BaTS for geographical structuring across different countries within the CB that neighbour Cameroon (COG, CAF, GAB, and GNQ).

Statistic Observed mean Lower 95% CI Upper 95% CI Null mean Lower 95% CI Upper 95% CI Significance
protease of HIV-1M subtype G sequences from Cameroon and COG
AI 1.715 1.090 2.316 2.525 1.916 3.095 0.018
PS 10.627 9.000 13.000 15.618 13.351 17.537 0.003
MC (CMR) 10.234 10.000 11.000 2.983 2.285 4.064 0.001
MC (COG) 4.792 3.000 8.000 3.021 2.3147 4.145 0.061
protease of HIV-1M CRF11_cpx sequences from Cameroon and CAF
AI 0.042 0.000 0.314 11.719 11.539 11.810 0.000
PS 1.947 1.000 4.000 68.246 66.823 68.841 0.000
MC (CAF) 77.714 32.000 99.000 4.350 4.255 4.543 0.001
MC (CMR) 78.084 32.000 105.000 4.657 4.552 4.850 0.001
protease of HIV-1M CRF02_AG sequences from Cameroon, GAB, and GNQ
AI 7.753 6.069 9.442 18.713 17.325 20.031 0.0
PS 50.136 41.0 59.0 113.471 108.733 117.757 0.0
MC (GAB) 8.693 4.0 16.0 3.647 3.121 4.356 0.001
MC (GNQ) 7.845 4.0 14.0 3.211 2.724 4.047 0.001
MC (CMR) 16.868 7.0 28.0 2.671 2.249 3.275 0.001

Discussion

In this study, we used sequences from the gag-protease, nef, and integrase genes to understand further the diversity of viruses underpinning the HIV-1M epidemic in Cameroon. Although we found the most common lineage of viruses circulating in the country is CRF02_AG, the frequency of this lineage may be overestimated because of the limitation in the genome segments that are usually sequenced. Next, we show that the frequencies of diverse HIV-1M subtype and CRF lineages are similar between cities and remote areas of the equatorial rain forest. Finally, we find no evidence of substantial barriers to viral dispersal within Cameroon and that there are clear viral demographic differences between Cameroon and its neighbours in the CB, which strongly suggest spatial barriers to inter-country viral dispersal.

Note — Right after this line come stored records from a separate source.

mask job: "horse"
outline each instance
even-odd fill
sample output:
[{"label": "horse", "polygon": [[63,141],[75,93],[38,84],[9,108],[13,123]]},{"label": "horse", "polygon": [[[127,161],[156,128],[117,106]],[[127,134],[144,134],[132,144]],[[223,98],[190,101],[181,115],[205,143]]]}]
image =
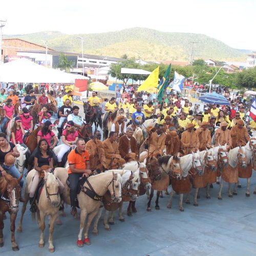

We and others have previously found that viruses sampled from remote areas of Cameroon included many that belonged to highly divergent lineages that were not classifiable within known subtypes and CRFs (Carr et al. 2010, Tongo et al. 2021). As each of the different highly divergent viral lineages must be circulating at very low frequencies (only individual members in each lineage have ever been detected), it is striking that the proportion of total HIV-1M infections involving these lineages remains constant between the remote and cosmopolitan areas. This is perhaps simply attributable to the fact that areas today considered cosmopolitan were relatively isolated villages when the progenitors of the various HIV-1M lineages began to diversify. Alternatively, the absence of detectable geographical barriers to virus dispersal within Cameroon likely meant that viruses belonging to these highly divergent lineages have circulated (and perhaps continue to circulate) throughout the country.

Two previous studies conducted in Cameroon on samples collected between 1995 and 2015 are noteworthy. Whereas the first study focused on 676 samples from the cities of Douala and Yaoundé (involving sampling between 1996 and 2004), the second focused on 555 samples from villages from the South region of Cameroon (involving sampling between 2011 and 2015) (Brennan et al. 2008, Rodgers et al. 2017). Overall, these studies also failed to detect substantial changes in the proportions of different HIV-1M subtypes and CRFs between the two cosmopolitan areas and remote locations in the South region of Cameroon. In addition, these studies also found similar distributions of circulating variants to those reported here. This, together with our results, suggests that the exceptionally high degrees of HIV-1M diversity occurring in Cameroon have remained stable over decades.

The diversity and apparent demographic stability of HIV-1M lineages in Cameroon and the pervasive presence of rare highly divergent lineages are consistent with the hypothesis that, possibly even before the onset of the global pandemic, multiple HIV-1M lineages cocirculated within Cameroon. This suggests that there was likely minimal competition between viruses in the different lineages to find and infect new hosts and that the present-day frequency differences between lineages in Cameroon reflect a composite of slight differences in both the times when lineages first arrived (or emerged) in Cameroon and the evolutionary fitness within the Cameroonian context of these ‘founder’ viruses. However, while it is expected that there will be at least some lineage-specific differences in evolutionary fitness (Kiguoya et al. 2017), it should be stressed that in Cameroon, there is likely minimal competition between different variants for susceptible hosts, given that only approximately 2.7% (varies from 2.9% in urban to 2.4% in rural areas) of the population is presently HIV+ (Centre de Documentation Numérique du Secteur Santé 2020.). Although evolutionary fitness is unlikely to be the primary determinant of differences in the prevalence of the different major Cameroonian HIV-1M lineages, it remains likely that low evolutionary fitness may account for both the failure of very rare and highly divergent Cameroonian lineages to initiate detectable epidemics outside of Cameroon and the failure of rarer CB subtype and CRF lineages failing to initiate epidemics outside of the CB.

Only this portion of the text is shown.